O funcionário do consulado tenta se comunicar com o auxílio de um microfone por trás de um vidro megablindado e sua voz soa exatamente como a do Pato Donald. Sei não, talvez tudo seja mesmo organizado de propósito pela Disney…

— Vai com o tio. Os documentos dele estão aí.

Respondi prontamente olhando para os marines que contemplam com expressão enfadonha aquele cardume de brasileiros ávidos por gastar dinheiro na sua terra.

— Ok. Quer receber o visto em casa ou buscar aqui?

Depois de quatro horas passadas com sol na mufa na maioria do tempo, não acreditei que tudo se resumiria a uma pergunta e a um mero “ok”. A essa altura, eu queria exigir um inquérito sobre minha participação nas últimas eleições e um interrogatório sobre minha posição a respeito da venda de armas nos Estados Unidos.

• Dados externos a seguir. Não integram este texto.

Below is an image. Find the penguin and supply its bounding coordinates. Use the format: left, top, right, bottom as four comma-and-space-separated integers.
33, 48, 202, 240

Engoli a indignação e respondi.

— Pelo correio, por favor.

— Dirija-se ao guichê do courier e boa tarde.

Imediatamente, lembrei-me de Kate Lyra, atriz americana, mulher do compositor da bossa nova Carlos Lyra, que atuou em algumas pornochanchadas nas décadas de 1970 e 1980. Num programa humorístico de televisão, ela imortalizou o bordão: “Brasileiro é tão bonzinho”.

Não sei se somos mesmo tão bonzinhos, mas o fato é que adoramos uma fila, mesmo reclamando do absurdo que é ter que nos submeter a ela para conseguir passear na terra do tio Sam.

Somos desorganizados, bagunçados, indisciplinados, mas quando se trata de fila, tudo muda: somos loucos para entrar numa. É preciso que alguém faça um estudo sociológico sobre o assunto. E não há quem não tenha mais de uma história não só de filas intermináveis como de conversa nesse tempo de espera.

É possível, por exemplo, conduzir um estudo arqueológico sobre a história das filas. Aquelas na porta do cinema, por exemplo, foram típicas da minha geração. “A gente se encontra na fila. Quem chegar primeiro guarda o lugar.” Assim encerravam-se todos os telefonemas combinando a sessão, num tempo em que não havia nenhum tipo de comunicação móvel. No Cine Rian, no calçadão da avenida Atlântica, só funcionava com tempo bom, e éramos entretidos pelo tabuleiro do baleiro. No Roxy, pelo menos, havia a certeza de que provavelmente terminaríamos sentados em uma poltrona. Havia um balcão! Sim! Quando os filmes eram muito concorridos, ninguém tinha problemas em vender mais ingressos do que assentos. No Cine Veneza, a fila se abrigava numa galeria e via-se muita gente com toca-fitas nas mãos, um verdadeiro trambolho. A região da avenida Pasteur era conhecida pelos arrombamentos dos carros estacionados nas imediações.

Com a compra de ingressos via internet, a fila do cinema virou coisa do passado, mas outras são eternas, como as do INSS, a do último dia para o pagamento do IPVA, ou para se marcar consulta em hospital público. Nessas longas esperas há tempo para muita conversa, reclamações, frases de efeito pronunciadas em tom mais alto. Fala-se mal do governo, qualquer que seja, não importa a esfera: municipal, estadual ou federal. Depois o cansaço vence e começa o momento de trocar experiências de vida. Quando a maioria é de mulheres, é inevitável ouvir histórias de filhos e de partos, de preferência complicados. Quando prevalecem os homens, os temas giram em torno do futebol, das conquistas amorosas em que sempre figura um “corno”, arrancando gargalhadas. Por isso, não acho exagero algum reivindicar o tombamento das filas como um patrimônio imaterial brasileiro, assim como a caipirinha e o acarajé.